Eric Risley, founder of Architect Partners, points out that the industry is undergoing a process of differentiation, and pressure may lead to more distressed sales. The drop in Messari's valuation from $300 million to a sale price of just over ten million dollars is a microcosm of this phenomenon—early valuations based on growth narratives are being recalibrated in the face of fundamentals and capital efficiency.
In its announcement, Yanowitz emphasized, "This acquisition connects two sides of the market—issuers maintain the credit history of their businesses, and investors, exchanges, and regulators consume these history through research, APIs, and automated workflows." The core data foundation provided by Messari is the prerequisite for the AI agent to function: the agent's capabilities depend on the data it can access and the APIs it can invoke.
The crypto industry is currently at a critical inflection point: institutions are accelerating their move to blockchain, stablecoins, RWA, prediction markets, and other sectors are expanding rapidly, leading to a surge in demand for standardized disclosure, compliance monitoring, real-time data, and programmable access. In traditional financial markets, platforms like Bloomberg, FactSet, and S&P Global have built data moats through long-term integration; the crypto space also needs similar infrastructure, but it must adapt to the characteristics of native, real-time, and structured on-chain data.
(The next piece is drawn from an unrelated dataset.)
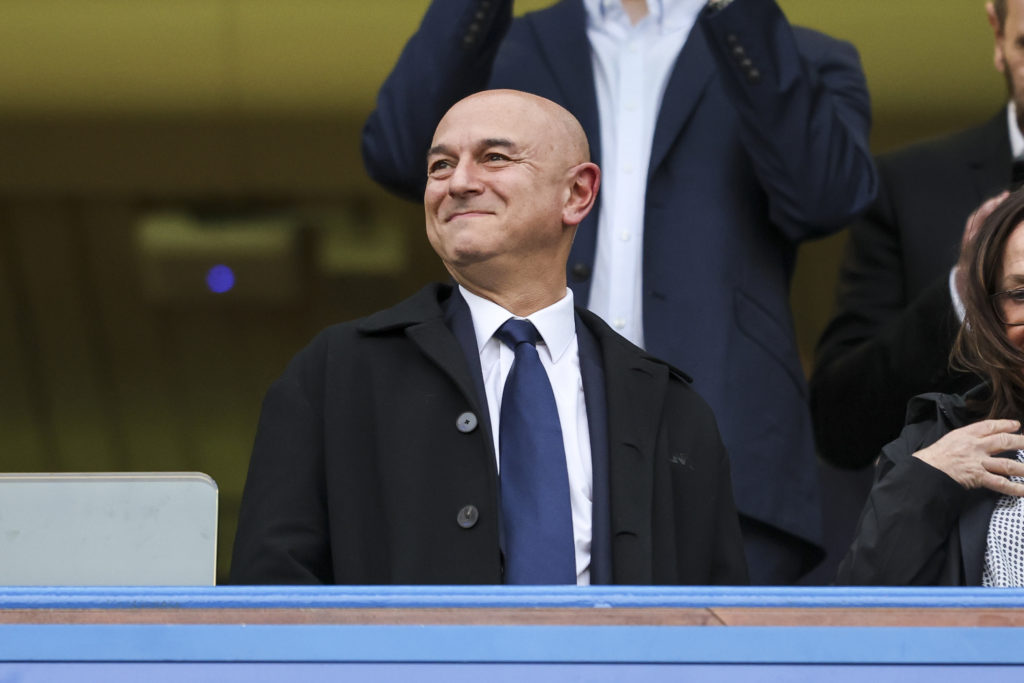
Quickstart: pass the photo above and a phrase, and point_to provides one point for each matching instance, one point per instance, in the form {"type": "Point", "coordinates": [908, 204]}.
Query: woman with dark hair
{"type": "Point", "coordinates": [946, 506]}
Blockworks leverages Messari's massive datasets, combined with its own disclosure and IR capabilities on the issuer side, to form a complete closed loop from data collection, verification, analysis to distribution and compliance. The introduction of AI will further accelerate this process. High-quality, structured data is the core fuel for training and operating on-chain agents. For the Messari team, joining a platform with greater resource and strategic clarity will help its data assets realize their value within a larger ecosystem, rather than continuing to shrink under the pressure of independent operation.
The field of encrypted data and research is moving from a period of diverse development to a process of consolidation and integration. In the midst of cyclical fluctuations, data and trust are long-term moats, and consolidation is often one of the optimal paths to navigate through cycles.